Когда я вернулся, рубщики спали. Несколько дней назад мы подобрали кота, он тоже дрых, устроившись на моем стуле у печки. Но тут проснулся, спрыгнул на пол, подождал, пока я усядусь, и забрался мне на колени, он был серый и бесхвостый — то ли отрубили ему, то ли взрывом оторвало. Я сроду не был кошатником, но этот приспособился и к нам, и к войне, и смотреть, как он лежит, свернувшись калачиком, и вылизывает шерстку или подбирает языком капли молока, которые мы ему давали, было все равно что увидеть мир таким, каким он был прежде; вот и рубщики обращались с котом с куда большей нежностью, чем с лошадьми, крупными, громко ржущими, делавшими убогость нашего прозябания еще непригляднее, еще больше, — в лошади столько сил, мощи, кровищи, и все это идет прахом и хлещет из убитой животины наружу, я обожаю лошадей, я и помыслить не мог…
Очнулся я от жуткого грохота. Отшвырнул кота, так пригревшегося у меня на коленях, вскочил, выбежал на улицу и обнаружил в нескольких шагах от дома огромную воронку; стены посекло осколками, но, удивительное дело, окна уцелели. Я кинулся было назад в дом, но меня оттеснили солдаты.
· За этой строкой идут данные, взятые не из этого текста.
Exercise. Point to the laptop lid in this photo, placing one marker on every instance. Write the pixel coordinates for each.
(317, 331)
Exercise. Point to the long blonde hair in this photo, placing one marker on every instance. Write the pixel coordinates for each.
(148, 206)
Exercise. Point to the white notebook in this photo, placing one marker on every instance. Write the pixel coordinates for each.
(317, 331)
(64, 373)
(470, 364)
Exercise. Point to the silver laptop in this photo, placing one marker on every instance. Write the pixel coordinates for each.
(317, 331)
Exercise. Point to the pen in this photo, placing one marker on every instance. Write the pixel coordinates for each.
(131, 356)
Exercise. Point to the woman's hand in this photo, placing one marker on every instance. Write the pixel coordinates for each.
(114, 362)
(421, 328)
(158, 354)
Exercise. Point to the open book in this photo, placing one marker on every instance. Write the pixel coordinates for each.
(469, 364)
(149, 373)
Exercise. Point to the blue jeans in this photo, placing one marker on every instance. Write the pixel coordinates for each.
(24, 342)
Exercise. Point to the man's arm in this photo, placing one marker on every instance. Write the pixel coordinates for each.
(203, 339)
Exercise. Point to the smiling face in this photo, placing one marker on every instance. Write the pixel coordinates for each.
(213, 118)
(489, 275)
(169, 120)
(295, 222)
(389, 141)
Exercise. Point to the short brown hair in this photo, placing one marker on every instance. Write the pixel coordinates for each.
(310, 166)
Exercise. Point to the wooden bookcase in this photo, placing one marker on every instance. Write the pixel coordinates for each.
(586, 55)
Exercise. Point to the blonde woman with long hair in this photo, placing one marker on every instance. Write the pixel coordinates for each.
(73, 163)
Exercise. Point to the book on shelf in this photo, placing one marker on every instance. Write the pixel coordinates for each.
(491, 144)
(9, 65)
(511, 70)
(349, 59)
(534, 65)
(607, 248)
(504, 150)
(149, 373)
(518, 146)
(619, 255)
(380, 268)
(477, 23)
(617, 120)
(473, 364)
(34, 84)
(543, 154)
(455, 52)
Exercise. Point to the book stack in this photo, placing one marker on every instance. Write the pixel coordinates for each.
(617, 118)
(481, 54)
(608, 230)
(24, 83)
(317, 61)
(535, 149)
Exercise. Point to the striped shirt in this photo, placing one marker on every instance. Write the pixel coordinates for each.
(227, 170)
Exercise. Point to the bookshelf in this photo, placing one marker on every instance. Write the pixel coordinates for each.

Двое схватили меня за руки, а остальные с ором и топотом ворвались в дом, они вытаскивали сонных рубщиков из постелей и выпихивали их на мороз — жуткое зрелище: шесть полуодетых мужиков стоят, задрав кверху руки, в кольце солдат, лежащих или сидящих на снегу из страха быть подстреленными невидимым врагом из непроглядной темноты.
Офицера, командовавшего операцией, я видел и раньше, он жил вместе с Николаем в доме бабки Пабшу. Он тоже распластался на снегу. Ну а мы должны были стоять и ждать, пока дюжина солдатиков переворошит весь дом в поисках, видимо, шпионского инвентаря.
Что они могли найти? Наконец офицер прорычал что-то, и рубщики развернулись, вытянулись в подобие вереницы, и их, по-прежнему с поднятыми руками, погнали к штабу Илюшина; я пошел следом.
Там нас ждал толмач.
Какой-нибудь час назад я оставил его в самом плачевном состоянии, теперь он был бодр и собран, почти весел. Сперва он отчитал офицера, тот сделал донесение, принятое тоже с недовольством. Николай сквозь зубы отдал новый приказ, встреченный рубщиками с облегчением, — им разрешили вернуться назад, нужен был только я.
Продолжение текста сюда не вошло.